Butterfat is the fatty component of milk, composed of a mixture of saturated and unsaturated fatty acids. The amount of fat in cow milk varies, depending on a number of factors including the time of year, the cow's diet, and the cow's age. Regulations defining various dairy products and the differences between them often use butterfat as a standardizing measure because it is easy to measure and dairy products can be adjusted to ensure they have uniform fat contents.
In fresh milk, butterfat takes the form of small globules of fat that can be seen under magnification. If the milk is allowed to stand, the fat slowly rises to the top. Historically, people would let milk stand after milking and then skim it to remove the fat for churning into butter and cream products. Today, milk is more commonly spun in centrifuges to separate out the fatty components, allowing the milk to be kept in chilled and sterile conditions at all times.
In homogenized milk, the butterfat is broken up so it will not filter out, but instead remains suspended in the fluids of the milk, in a solution known as a colloid. This is done with milk and cream to prevent the butterfat from separating, although it is sometimes possible to purchase specialty products that have not been homogenized and will separate if allowed to stand.
Whole milk usually has around 3.5% butterfat. Whipping cream can have between 30 and 35%, and heavy cream has at least 36%. Butter is almost entirely fat, as it is made by separating out the fat and then whipping it to encourage it to coalesce into a mass. Butters usually have a minimum of 80% fat. Dairy products are tested to confirm that they are being labeled appropriately and their fat content may be adjusted to meet a desired sales standard.

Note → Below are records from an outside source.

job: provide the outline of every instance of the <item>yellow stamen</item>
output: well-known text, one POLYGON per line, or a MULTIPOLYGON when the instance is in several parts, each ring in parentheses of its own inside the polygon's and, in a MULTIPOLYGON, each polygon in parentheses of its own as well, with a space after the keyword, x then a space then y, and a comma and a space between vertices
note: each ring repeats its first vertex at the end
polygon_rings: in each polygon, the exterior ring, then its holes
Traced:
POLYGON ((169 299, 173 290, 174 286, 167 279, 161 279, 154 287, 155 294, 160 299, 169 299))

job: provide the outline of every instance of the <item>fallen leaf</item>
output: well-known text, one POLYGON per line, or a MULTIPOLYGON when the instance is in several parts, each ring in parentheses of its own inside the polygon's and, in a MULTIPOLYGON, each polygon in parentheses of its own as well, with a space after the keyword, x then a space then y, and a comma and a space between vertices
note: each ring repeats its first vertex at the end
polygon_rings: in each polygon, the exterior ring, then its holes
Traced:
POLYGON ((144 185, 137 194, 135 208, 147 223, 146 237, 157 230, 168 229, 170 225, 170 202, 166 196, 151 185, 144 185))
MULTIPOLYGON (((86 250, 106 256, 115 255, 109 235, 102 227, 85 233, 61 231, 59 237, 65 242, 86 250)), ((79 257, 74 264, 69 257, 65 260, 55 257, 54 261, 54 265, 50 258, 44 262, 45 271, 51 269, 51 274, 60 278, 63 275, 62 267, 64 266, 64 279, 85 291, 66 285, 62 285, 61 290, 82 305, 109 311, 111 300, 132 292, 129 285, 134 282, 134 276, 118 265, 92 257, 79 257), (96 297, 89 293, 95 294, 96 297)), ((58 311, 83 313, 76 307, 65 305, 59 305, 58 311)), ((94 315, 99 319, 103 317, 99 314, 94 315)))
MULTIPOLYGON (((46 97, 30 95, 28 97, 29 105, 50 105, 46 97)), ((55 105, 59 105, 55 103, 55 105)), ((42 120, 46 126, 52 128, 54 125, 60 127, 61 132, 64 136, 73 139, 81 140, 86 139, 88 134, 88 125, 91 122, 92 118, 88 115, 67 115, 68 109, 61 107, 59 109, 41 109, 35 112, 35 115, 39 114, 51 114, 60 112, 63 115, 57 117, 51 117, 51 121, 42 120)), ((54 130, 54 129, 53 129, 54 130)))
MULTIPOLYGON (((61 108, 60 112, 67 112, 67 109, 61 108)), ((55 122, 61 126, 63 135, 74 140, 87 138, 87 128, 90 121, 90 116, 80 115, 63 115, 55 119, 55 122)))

As many dairy consumers have noticed, fat content has a profound impact on mouthfeel. Whole milk tends to taste more rich and creamy than nonfat and skim milk products, while whipping cream, if tasted straight, can feel almost heavy and greasy because it has so much fat. Ice creams are impacted by the amount of butterfat present. If it is too low, the ice cream tastes icy and watery, while high fat contents result in greasy, sticky ice cream products. Companies that make ice cream commercially have very strict standards for the milk they will accept for production to ensure their butterfat content remains consistent so consumers do not complain about flavor variations.